For most Californians, the notion of mountains conjures up the vast Sierra Nevada. In contrast, the Trinities are relatively pocket-sized. Sixty miles southwest of Mount Shasta and a five-hour drive from the San Francisco Bay area, the region exudes an off-the-beaten-path feel of a place that time is in the process of forgetting.
I have been in the Trinities in every season. The mountains empty out afterLabor Day, but they retain their beauty and they remain unspoiled. In years when winter arrives late, I have hiked there well into December. Later there is great cross-country skiing, which lasts until summer.
Lore has it that there are really three Trinities: red, green and white.
Driving up Highway 3 from the mountain hamlet of Weaverville, it is easy to find the red Trinities in slashes that the road chisels into the rock, revealing the rich hues of igneous peridotite soils found on the eastern slopes. Large swaths of the range provide the green, places where you can walk on seemingly endless vanilla-scented trails under a dense canopy of emerald firs and pines.
The crown jewels of this wilderness area are the white Trinities, named for the white granite reminiscent of the Sierras. They lie at the very heart of the mountains, reachable by car only over a 20-mile stretch of the mostly gravel Coffee Creek Road.
The public roadway ends at Big Flat Campground, where a trail begins that leads to the Caribou lakes — about a 10-mile hike away.
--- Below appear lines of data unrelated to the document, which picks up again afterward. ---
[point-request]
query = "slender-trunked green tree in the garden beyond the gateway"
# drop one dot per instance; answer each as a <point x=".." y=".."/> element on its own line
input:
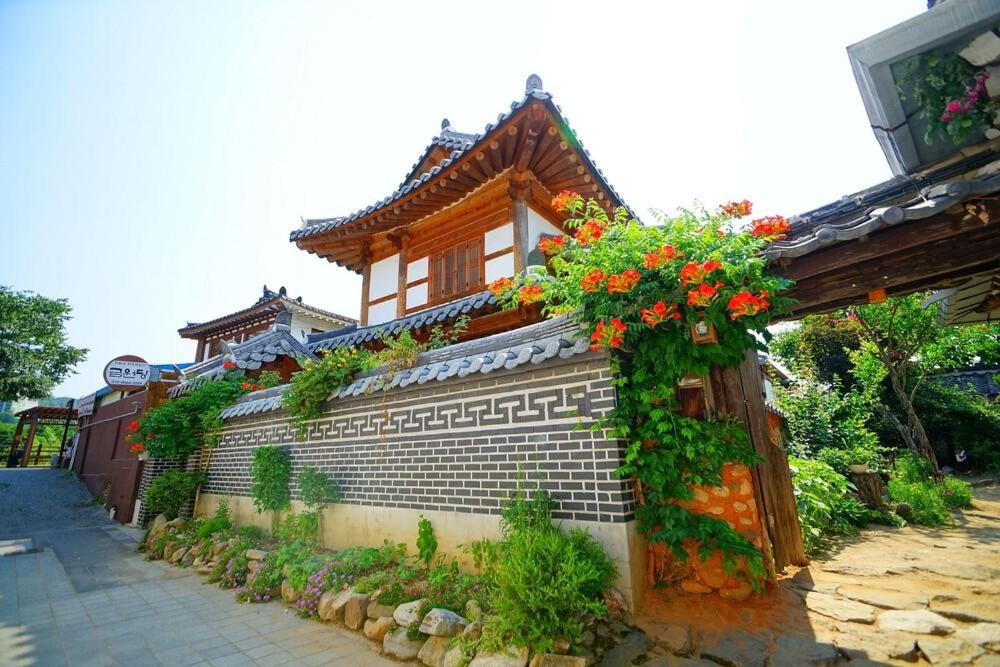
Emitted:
<point x="902" y="344"/>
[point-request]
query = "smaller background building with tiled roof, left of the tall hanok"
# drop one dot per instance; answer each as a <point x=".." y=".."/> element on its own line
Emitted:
<point x="240" y="326"/>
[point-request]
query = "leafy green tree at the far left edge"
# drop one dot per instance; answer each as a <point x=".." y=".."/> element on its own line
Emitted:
<point x="34" y="354"/>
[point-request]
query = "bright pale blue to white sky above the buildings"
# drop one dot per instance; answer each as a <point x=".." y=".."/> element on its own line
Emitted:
<point x="154" y="156"/>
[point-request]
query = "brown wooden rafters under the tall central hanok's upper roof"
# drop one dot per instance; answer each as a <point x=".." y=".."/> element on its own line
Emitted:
<point x="534" y="139"/>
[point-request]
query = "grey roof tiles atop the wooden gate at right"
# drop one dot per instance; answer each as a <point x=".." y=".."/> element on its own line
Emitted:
<point x="890" y="203"/>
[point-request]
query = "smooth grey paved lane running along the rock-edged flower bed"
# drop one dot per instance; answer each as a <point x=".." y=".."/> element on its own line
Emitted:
<point x="83" y="596"/>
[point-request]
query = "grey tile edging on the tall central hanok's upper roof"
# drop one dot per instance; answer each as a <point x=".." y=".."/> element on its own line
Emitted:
<point x="463" y="143"/>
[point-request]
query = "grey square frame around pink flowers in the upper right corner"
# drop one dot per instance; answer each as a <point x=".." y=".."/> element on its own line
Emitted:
<point x="875" y="61"/>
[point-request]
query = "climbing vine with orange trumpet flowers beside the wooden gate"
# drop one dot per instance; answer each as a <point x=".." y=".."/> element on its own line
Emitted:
<point x="643" y="292"/>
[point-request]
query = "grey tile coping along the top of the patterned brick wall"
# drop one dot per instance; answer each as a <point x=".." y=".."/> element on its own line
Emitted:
<point x="536" y="344"/>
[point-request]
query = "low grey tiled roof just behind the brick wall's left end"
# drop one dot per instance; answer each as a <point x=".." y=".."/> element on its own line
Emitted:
<point x="249" y="355"/>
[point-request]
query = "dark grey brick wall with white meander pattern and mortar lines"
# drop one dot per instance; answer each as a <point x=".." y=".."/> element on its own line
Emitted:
<point x="460" y="445"/>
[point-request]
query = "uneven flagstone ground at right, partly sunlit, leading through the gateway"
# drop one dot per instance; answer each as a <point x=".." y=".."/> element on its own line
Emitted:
<point x="903" y="596"/>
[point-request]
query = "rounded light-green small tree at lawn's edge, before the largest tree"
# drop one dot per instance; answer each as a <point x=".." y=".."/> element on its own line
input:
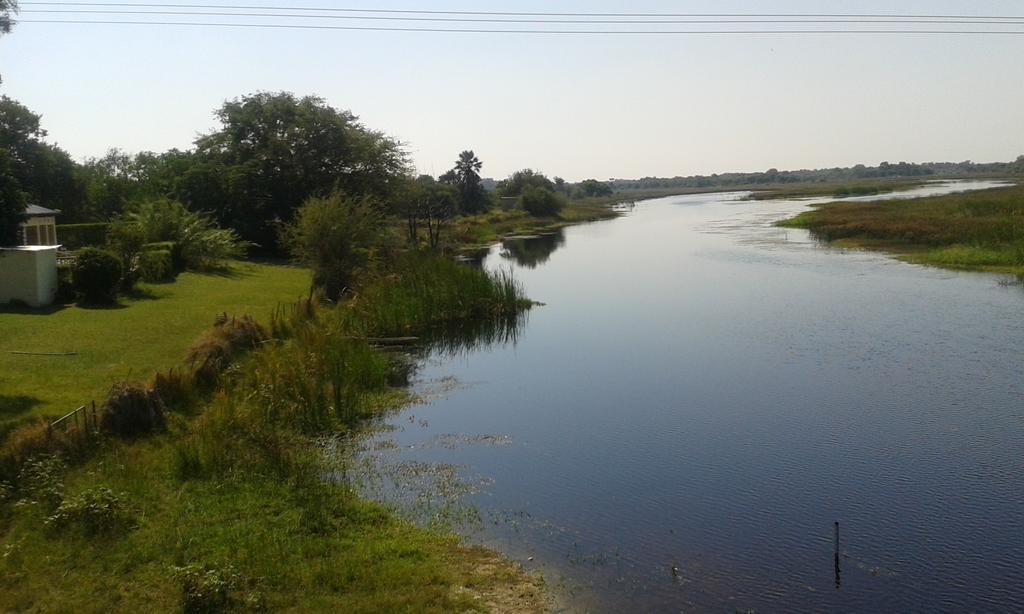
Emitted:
<point x="337" y="238"/>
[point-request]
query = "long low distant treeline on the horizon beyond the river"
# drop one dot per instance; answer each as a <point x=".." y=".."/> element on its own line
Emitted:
<point x="775" y="177"/>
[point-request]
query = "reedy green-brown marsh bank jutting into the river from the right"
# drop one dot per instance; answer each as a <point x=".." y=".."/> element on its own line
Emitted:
<point x="978" y="231"/>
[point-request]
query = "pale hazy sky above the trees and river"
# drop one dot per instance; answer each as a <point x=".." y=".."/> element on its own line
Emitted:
<point x="577" y="107"/>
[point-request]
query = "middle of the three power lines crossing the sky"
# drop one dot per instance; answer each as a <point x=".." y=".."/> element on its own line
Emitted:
<point x="898" y="21"/>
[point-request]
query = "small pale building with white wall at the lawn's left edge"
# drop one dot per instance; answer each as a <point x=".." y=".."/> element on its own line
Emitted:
<point x="29" y="273"/>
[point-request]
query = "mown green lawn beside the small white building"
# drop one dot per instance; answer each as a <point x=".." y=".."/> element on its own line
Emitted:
<point x="131" y="341"/>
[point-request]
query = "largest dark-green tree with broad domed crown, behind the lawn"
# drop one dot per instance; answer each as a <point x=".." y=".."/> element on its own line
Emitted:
<point x="274" y="152"/>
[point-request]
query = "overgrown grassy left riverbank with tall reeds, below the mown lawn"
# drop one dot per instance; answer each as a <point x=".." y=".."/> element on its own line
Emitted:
<point x="228" y="507"/>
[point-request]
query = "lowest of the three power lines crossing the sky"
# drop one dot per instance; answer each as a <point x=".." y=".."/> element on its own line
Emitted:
<point x="519" y="31"/>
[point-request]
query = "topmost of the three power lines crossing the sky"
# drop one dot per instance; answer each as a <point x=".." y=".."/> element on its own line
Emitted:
<point x="516" y="14"/>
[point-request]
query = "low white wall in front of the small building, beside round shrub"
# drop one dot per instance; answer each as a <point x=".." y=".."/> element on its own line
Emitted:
<point x="29" y="276"/>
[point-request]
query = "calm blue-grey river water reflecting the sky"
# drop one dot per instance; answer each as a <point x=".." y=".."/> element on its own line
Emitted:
<point x="705" y="391"/>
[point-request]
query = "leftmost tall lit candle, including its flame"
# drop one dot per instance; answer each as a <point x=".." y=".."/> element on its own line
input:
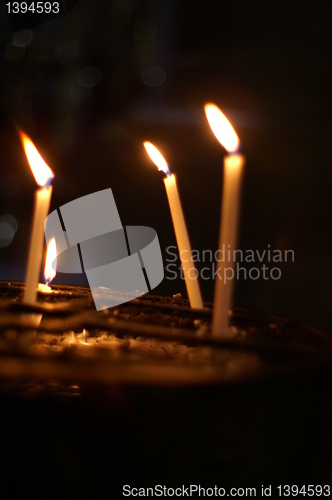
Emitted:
<point x="43" y="176"/>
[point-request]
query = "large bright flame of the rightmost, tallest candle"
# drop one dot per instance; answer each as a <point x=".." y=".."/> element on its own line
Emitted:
<point x="221" y="128"/>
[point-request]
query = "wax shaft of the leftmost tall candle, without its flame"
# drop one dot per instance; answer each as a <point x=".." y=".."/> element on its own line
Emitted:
<point x="42" y="204"/>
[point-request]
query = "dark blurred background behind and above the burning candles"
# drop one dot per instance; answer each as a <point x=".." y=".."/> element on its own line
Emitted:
<point x="90" y="86"/>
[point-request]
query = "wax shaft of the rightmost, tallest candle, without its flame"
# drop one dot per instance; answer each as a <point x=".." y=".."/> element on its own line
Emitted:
<point x="233" y="169"/>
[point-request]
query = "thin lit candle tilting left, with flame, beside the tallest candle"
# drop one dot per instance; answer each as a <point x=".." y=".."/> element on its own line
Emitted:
<point x="189" y="271"/>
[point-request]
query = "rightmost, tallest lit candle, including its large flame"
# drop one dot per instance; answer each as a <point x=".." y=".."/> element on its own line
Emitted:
<point x="233" y="170"/>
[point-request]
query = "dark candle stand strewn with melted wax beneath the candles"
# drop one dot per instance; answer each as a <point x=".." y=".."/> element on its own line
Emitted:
<point x="148" y="396"/>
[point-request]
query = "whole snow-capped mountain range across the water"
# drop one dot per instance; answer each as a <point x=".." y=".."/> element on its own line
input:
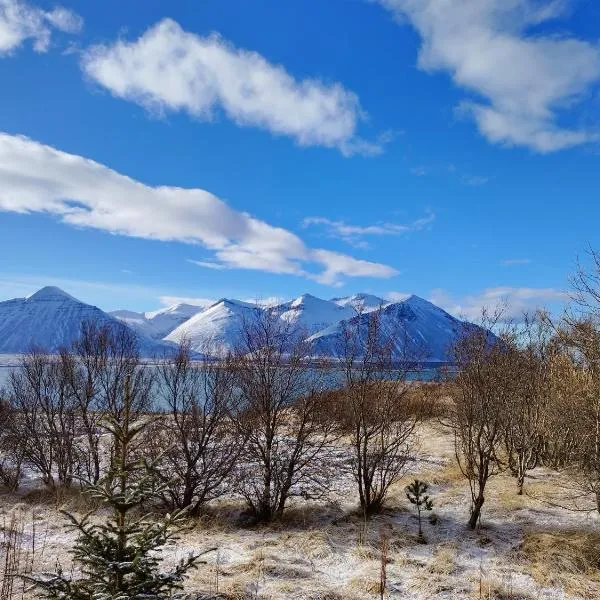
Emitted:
<point x="51" y="319"/>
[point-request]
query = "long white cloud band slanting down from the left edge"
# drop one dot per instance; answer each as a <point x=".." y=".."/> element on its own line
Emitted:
<point x="35" y="178"/>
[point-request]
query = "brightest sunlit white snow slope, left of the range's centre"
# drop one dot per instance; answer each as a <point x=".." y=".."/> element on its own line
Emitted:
<point x="217" y="329"/>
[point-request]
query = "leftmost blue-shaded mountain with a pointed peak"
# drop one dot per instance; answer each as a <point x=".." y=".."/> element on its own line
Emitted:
<point x="50" y="319"/>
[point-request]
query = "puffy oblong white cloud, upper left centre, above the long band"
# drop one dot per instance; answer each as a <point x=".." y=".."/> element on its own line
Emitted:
<point x="169" y="69"/>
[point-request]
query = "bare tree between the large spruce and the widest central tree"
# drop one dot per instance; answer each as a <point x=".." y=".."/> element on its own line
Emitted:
<point x="198" y="443"/>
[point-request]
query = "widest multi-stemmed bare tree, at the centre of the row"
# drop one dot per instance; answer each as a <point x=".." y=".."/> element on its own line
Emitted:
<point x="282" y="417"/>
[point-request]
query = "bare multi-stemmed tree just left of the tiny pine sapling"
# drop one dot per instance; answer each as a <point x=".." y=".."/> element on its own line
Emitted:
<point x="378" y="411"/>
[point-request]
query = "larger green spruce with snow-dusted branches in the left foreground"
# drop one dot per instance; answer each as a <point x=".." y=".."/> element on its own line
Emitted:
<point x="117" y="559"/>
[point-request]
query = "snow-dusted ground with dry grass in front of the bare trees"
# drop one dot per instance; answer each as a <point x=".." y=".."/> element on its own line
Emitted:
<point x="325" y="551"/>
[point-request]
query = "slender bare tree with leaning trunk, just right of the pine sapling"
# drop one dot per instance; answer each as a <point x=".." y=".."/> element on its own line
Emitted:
<point x="482" y="387"/>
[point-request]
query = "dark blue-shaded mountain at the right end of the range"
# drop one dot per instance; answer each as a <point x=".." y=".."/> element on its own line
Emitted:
<point x="420" y="330"/>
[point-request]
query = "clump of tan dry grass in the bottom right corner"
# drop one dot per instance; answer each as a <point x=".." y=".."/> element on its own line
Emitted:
<point x="566" y="559"/>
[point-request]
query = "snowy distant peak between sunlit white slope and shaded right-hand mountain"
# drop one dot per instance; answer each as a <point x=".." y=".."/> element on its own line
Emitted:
<point x="311" y="314"/>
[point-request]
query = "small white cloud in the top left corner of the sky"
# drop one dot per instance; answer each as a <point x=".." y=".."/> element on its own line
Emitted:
<point x="20" y="21"/>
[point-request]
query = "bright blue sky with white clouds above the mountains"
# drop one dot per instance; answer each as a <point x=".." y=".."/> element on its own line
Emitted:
<point x="156" y="152"/>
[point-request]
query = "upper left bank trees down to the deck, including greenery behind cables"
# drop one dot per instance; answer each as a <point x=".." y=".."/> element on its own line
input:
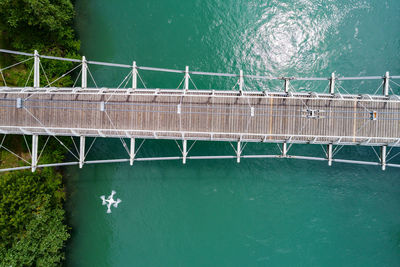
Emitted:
<point x="43" y="25"/>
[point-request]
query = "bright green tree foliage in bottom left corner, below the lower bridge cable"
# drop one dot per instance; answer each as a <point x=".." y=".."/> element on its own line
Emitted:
<point x="31" y="218"/>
Largely unknown until the early 1970s, when they appeared in a backpacking guide, the Caribous and surrounding lakes are now popular hiking and camping destinations. They are hidden behind Caribou Mountain, which can be viewed from Big Flat, a stunning mountain meadow near the trailhead.
From the same spot, you can also see a bit of the Sawtooth Ridge that snakes through the heart of the white Trinities, linking together a knife-edge serration of granite peaks overlooking more than a dozen lakes. In both ruggedness and splendor, the white Trinities compare favorably to America’s most beautiful and remote wilderness regions.
From Big Flat, a private road leads past a locked gate to Josephine Lake, hidden in a glacial cirque, or valley, underneath a granite crag that I had been told evoked comparisons to the Matterhorn. It is a view that is concealed from almost everyone. Tucked away inside the wilderness area and owned for decades by a small group of families, it has long had the forbidden flavor of a hidden treasure.
Settlers first came to the Trinities in numbers during the 1850s with the California gold rush, disturbing what for eons had been the summer hunting lands of the Wintu and several other tribes of American Indians. Today the Trinities still bear the scars of extensive gold mining operations, ranging from placer mining that rerouted river and stream beds to a scattering of abandoned mining tunnels, some of which were operated into the 1930s.
The miners were followed by the loggers, abetted by the patchwork quilt of private landholdings originally awarded to the railroad companies by the federal government in exchange for building the intercontinental railroads. In 1984 the region was set aside as the Trinity Alps Wilderness Area.
Weaverville, accessible from Highways 3 and 299, serves as the usual southern gateway to the Trinities. But there is also a shortcut. You can duck across a one-lane bridge at Lewiston, once a gold mining town, and save about 10 or 15 minutes on your way to a trailhead at Trinity Alps Resort, a 75-year-old family resort near a horse-pack station, that leads to Morris Meadows. A roughly mile-long mountain meadow and one of the Trinities’ most popular hiking destinations, it sits at an elevation of about 4,200 feet and is reached by a hike of about nine miles. It is below Smith Lake, one of the Trinities’ most beautiful lakes — accessible only by cross-country routes — and Sawtooth Peak, both at the heart of the white Trinities.
From the Scott Mountain summit, a logging road runs west to the border of the Trinity Alps Wilderness, marked by a locked gate. The road parallels the route of the Pacific Crest Trail, a hiking route that extends from Mexico to Canada. From Mount Lassen, the trail runs east-west to make a toe-touch in the Trinities before continuing north.